A configuração de homem de esperança e do seguimento de Jesus na cruz”. O Evangelho
de Jesus é o Evangelho da esperança; uma esperança ativa. O Pai de Jesus é o
Deus da esperança (cf. Rm 15, 13), Pai dos que confiam e esperam. Em um mundo
marcado pelo desespero e pelo vazio existencial, entre outros males, o
presbítero deve ser um homem de esperança, portador da esperança que jamais
decepciona (cf. Rm 5, 5).
Na comunidade
cristã encontramos pessoas desesperadas e decepcionadas, frustradas e
desanimadas... Para elas, o presbítero deve ser o pastor que desperta a
esperança em Deus. Sem esperança, não há como anunciar Jesus às pessoas, pois
aquela se encontra no centro da mensagem cristã. Anunciando a esperança, o
presbítero exerce o ministério da consolação dos aflitos, ajudando a aliviar as
suas dores e angústias. Sem esperança, as pessoas se perdem no caminho da
vida... Perdem o gosto de viver.
O presbítero
deve ser homem do seguimento de Jesus na cruz. É no seguimento que se conhece Jesus
e se aprende a amá-lo nos outros. Quem são esses outros? Na vida presbiteral,
são todas as pessoas com as quais o presbítero se encontra, especialmente os
que mais sofrem. No seguimento acontece o encontro com a face sofrida de
Cristo. O presbítero deve se configurar a esta face sofrida, vivendo em
comunhão de vida e oração com os sofredores deste mundo. Seguir Jesus na cruz
significa se colocar a serviço dos crucificados da história, que sofrem,
diuturnamente, nas periferias do mundo, periferias geográficas e existenciais.
Há uma
tendência muito forte no cristianismo atual: apresentar um Cristo sem cruz. Consequentemente,
surge um cristianismo desvinculado do sofrimento das vítimas da opressão. Isto explica
a existência de celebrações litúrgicas sem vínculo com o seguimento do caminho
percorrido por Jesus. O presbítero deve resistir a este tipo de tentação. A liturgia
celebra a vida, e esta se traduz no cotidiano sofrido do povo de Deus. Sem a
participação neste cotidiano marcado pela cruz de Cristo, a liturgia se resume
a ritual e rubrica, sem vida e, portanto, sem razão de ser.
3.
Conclusão
Em seu livro “Identidade e espiritualidade do padre
diocesano”, Dom Aloísio Lorscheider afirma que o presbítero deve estar
atento a quatro atitudes: pureza de coração; domínio de si mesmo, docilidade ao
Espírito Santo, e exercício da presença de Deus. Segundo o mesmo autor, “para
manter vivo o desejo de aperfeiçoamento dentro das quatro atitudes, ora
lembradas, ajuda muito um profundo conhecimento e amor de Deus Pai, de Jesus
Cristo, do Espírito Santo, de Maria Santíssima, de nós mesmos”.

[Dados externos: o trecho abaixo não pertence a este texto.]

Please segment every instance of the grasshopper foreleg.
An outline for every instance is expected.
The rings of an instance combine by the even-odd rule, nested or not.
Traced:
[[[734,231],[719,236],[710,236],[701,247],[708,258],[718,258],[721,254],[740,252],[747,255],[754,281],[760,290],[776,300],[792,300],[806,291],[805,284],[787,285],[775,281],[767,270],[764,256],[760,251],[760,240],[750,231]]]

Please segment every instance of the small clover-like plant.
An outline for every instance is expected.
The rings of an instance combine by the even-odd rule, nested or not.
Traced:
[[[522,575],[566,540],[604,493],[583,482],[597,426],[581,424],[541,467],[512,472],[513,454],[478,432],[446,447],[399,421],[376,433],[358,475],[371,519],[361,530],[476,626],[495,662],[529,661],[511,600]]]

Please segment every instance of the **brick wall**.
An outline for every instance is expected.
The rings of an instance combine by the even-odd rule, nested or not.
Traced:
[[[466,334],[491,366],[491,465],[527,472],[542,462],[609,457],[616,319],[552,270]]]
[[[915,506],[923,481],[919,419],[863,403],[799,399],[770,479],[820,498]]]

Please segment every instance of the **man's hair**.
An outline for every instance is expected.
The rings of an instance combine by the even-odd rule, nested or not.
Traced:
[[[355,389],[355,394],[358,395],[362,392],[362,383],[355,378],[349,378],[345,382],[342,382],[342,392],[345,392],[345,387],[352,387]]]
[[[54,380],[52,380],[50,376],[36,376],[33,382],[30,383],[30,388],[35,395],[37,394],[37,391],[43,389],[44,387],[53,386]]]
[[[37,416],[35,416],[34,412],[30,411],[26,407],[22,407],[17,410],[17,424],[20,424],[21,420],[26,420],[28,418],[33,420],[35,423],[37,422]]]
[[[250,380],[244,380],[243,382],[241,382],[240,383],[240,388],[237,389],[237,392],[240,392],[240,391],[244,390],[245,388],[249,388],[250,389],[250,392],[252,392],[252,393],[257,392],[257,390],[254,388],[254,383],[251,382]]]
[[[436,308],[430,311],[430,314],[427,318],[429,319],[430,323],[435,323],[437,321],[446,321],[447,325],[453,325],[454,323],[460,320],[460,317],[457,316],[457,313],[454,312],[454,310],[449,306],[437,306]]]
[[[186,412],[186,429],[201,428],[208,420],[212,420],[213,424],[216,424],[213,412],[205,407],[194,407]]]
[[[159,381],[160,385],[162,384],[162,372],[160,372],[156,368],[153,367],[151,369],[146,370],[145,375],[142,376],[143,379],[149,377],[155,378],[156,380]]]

De fato, estamos vivendo tempos difíceis no exercício do
ministério ordenado. A sociedade pós-moderna cria modismos, ideologias e
práticas nada cristãs e que terminam influenciando e envolvendo os cristãos
pouco atentos e frágeis na fé. A malícia, o descontrole, a autossuficiência e a
aversão aos valores cristãos são algumas das marcas do nosso tempo. Sem
prudência, discernimento e espírito ascético, facilmente o presbítero pode se
deixar envolver por ideias e práticas contrárias ao Evangelho de Jesus,
levando-o a conhecer graves crises em seu ministério.
O ministério presbiteral é belo e exigente. Continua sendo
muito necessário à Igreja. Após o Vaticano II, passou por algumas modificações
na sua compreensão e vivência. Certamente não é um ministério estático, mas
deve permanecer aberto às exigências de cada época. Hoje, o jeito de ser presbítero
é diferente do jeito vivido em épocas passadas. A identidade e a missão do
presbítero precisam ser sempre repensadas.
É possível
que a evolução dos tempos vá exigindo da Igreja católica novas formas de ser
presbítero. É preciso escutar o que o Espírito diz. Há uma clara certeza que
não pode ser negada: Precisa-se cada vez mais de presbíteros santos e
comprometidos com o povo de Deus; homens de Deus, profundamente humanos. Trata-se
de uma necessidade urgente. Abertura, ousadia, conteúdo, experiência de Deus,
sensibilidade, liberdade, testemunho e profecia: são algumas características de
um presbítero santo para nossos dias.